Coming from the fiery depths, this banana flambé is here to protect fruit from going bad. Oh, and he’s also here for licensing. Never forget licensing.
We’re happy to see such strong work ethic from this individual — clearly he’s looking to avoid going back on the Dole.
In one of the smarter moves I’ve seen at this con, the people behind the AnimeNext convention have set aside a conference room at the Javitz center with shelves filled with manga that you can check out and read quietly in the room, in a nice quiet oasis from the hub-bub on the main floors. Absolutely brilliant, and the latest exhibit in why manga is kicking the tailfeathers of American comics.
At the NYCC “DCU: A Better Tomorrow – Today” panel, DC Executive Editor Dan DiDio may have let the cat out of the bag.
DiDio was asked if in the Countdown teaser image The Flash was Barry Allen and Red Robin was Jason Todd. DiDio got flustered before answering “yes.”
This drew icy stares from the rest of the panel members and applause from the crowd. DiDio’s mic was taken away for the remainder of the panel. The final question for the panel was “Who would you like to kill during Countdown?” and Greg Rucka closed the panel by looking at DiDio and saying, “I’m looking at him.”
A good time was had by all.
The marquee event on Friday night was “Stan Lee: An American Icon,” an event that did not go off without a couple of hitches.
There was a total lack of security at the event.
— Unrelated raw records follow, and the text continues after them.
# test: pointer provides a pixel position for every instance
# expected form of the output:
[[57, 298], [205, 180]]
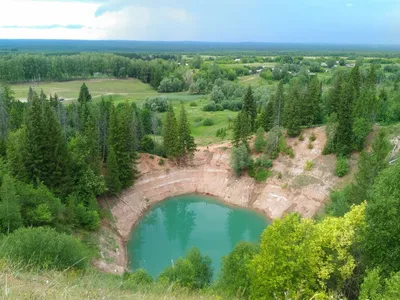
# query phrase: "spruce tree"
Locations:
[[10, 215], [250, 108], [279, 105], [293, 115], [84, 95], [343, 141], [186, 142], [47, 158], [311, 103], [170, 134], [114, 185]]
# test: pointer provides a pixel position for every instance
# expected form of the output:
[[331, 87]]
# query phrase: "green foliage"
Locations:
[[84, 95], [309, 165], [235, 277], [156, 104], [342, 166], [381, 243], [240, 159], [259, 142], [170, 134], [138, 278], [44, 248], [186, 143], [193, 271], [10, 215], [207, 122]]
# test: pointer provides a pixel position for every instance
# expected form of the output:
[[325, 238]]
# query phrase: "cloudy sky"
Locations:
[[321, 21]]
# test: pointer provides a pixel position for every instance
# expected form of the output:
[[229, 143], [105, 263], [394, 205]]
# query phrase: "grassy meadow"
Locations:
[[134, 90]]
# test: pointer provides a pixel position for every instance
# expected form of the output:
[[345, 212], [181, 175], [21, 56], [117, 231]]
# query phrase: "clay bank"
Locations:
[[291, 189]]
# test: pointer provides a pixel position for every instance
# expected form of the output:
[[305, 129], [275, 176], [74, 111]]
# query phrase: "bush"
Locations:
[[139, 277], [159, 104], [208, 122], [308, 166], [210, 107], [44, 248], [194, 271], [234, 276], [261, 175], [342, 166]]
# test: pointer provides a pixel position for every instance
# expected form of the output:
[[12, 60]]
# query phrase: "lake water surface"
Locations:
[[170, 228]]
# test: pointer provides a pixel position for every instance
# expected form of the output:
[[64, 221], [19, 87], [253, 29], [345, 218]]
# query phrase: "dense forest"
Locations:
[[57, 159]]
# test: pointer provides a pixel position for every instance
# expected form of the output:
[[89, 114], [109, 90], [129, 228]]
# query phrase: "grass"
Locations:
[[15, 283]]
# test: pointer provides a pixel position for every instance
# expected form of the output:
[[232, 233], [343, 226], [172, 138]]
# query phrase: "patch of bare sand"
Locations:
[[291, 189]]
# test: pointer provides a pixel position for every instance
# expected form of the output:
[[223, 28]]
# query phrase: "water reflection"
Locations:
[[173, 226]]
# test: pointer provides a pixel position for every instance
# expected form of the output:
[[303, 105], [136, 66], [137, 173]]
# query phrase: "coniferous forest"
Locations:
[[58, 159]]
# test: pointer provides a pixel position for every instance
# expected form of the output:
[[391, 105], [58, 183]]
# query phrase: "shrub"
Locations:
[[308, 166], [208, 122], [210, 106], [342, 166], [44, 248], [261, 175], [240, 159], [147, 144], [139, 277], [193, 271], [234, 276]]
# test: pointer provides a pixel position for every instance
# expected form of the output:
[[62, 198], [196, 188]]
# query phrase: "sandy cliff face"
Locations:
[[295, 190]]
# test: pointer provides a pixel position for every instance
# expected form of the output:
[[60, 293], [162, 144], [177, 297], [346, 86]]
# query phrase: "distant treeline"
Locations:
[[187, 47]]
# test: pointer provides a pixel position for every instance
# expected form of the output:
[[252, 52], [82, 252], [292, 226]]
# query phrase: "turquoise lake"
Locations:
[[170, 228]]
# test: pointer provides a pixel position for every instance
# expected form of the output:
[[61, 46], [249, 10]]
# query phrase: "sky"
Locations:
[[304, 21]]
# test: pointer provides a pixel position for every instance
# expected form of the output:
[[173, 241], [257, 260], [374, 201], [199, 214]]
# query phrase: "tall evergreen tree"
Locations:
[[293, 115], [186, 142], [47, 158], [344, 137], [84, 95], [250, 108], [279, 105], [170, 134], [241, 129], [311, 105], [114, 185], [10, 215]]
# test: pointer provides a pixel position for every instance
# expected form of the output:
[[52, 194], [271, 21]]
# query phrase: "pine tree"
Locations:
[[250, 108], [47, 158], [279, 105], [267, 116], [312, 102], [241, 129], [293, 115], [344, 137], [186, 142], [84, 95], [170, 134], [10, 215], [114, 185], [259, 142]]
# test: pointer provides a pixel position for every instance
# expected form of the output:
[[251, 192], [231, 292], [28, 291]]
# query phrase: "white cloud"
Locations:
[[131, 22]]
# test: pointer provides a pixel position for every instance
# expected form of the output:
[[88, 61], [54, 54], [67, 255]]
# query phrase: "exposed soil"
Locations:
[[290, 189]]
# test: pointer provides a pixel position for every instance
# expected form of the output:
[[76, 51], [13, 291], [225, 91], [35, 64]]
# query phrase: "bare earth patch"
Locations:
[[294, 190]]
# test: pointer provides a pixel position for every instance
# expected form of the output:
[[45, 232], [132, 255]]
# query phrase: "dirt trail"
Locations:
[[291, 189]]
When Lee arrived he came in through the crowd and took the stage. As anticipated the room exploded in flashbulbs when Lee took the stage. People started working their way to the front to get a clearer shot and soon there was a crowd five or six people deep around the stage. There was no one from the convention security there to disperse this crowd and it took five minutes for volunteers to arrive and disperse the crowd. Lee was totally unprotected.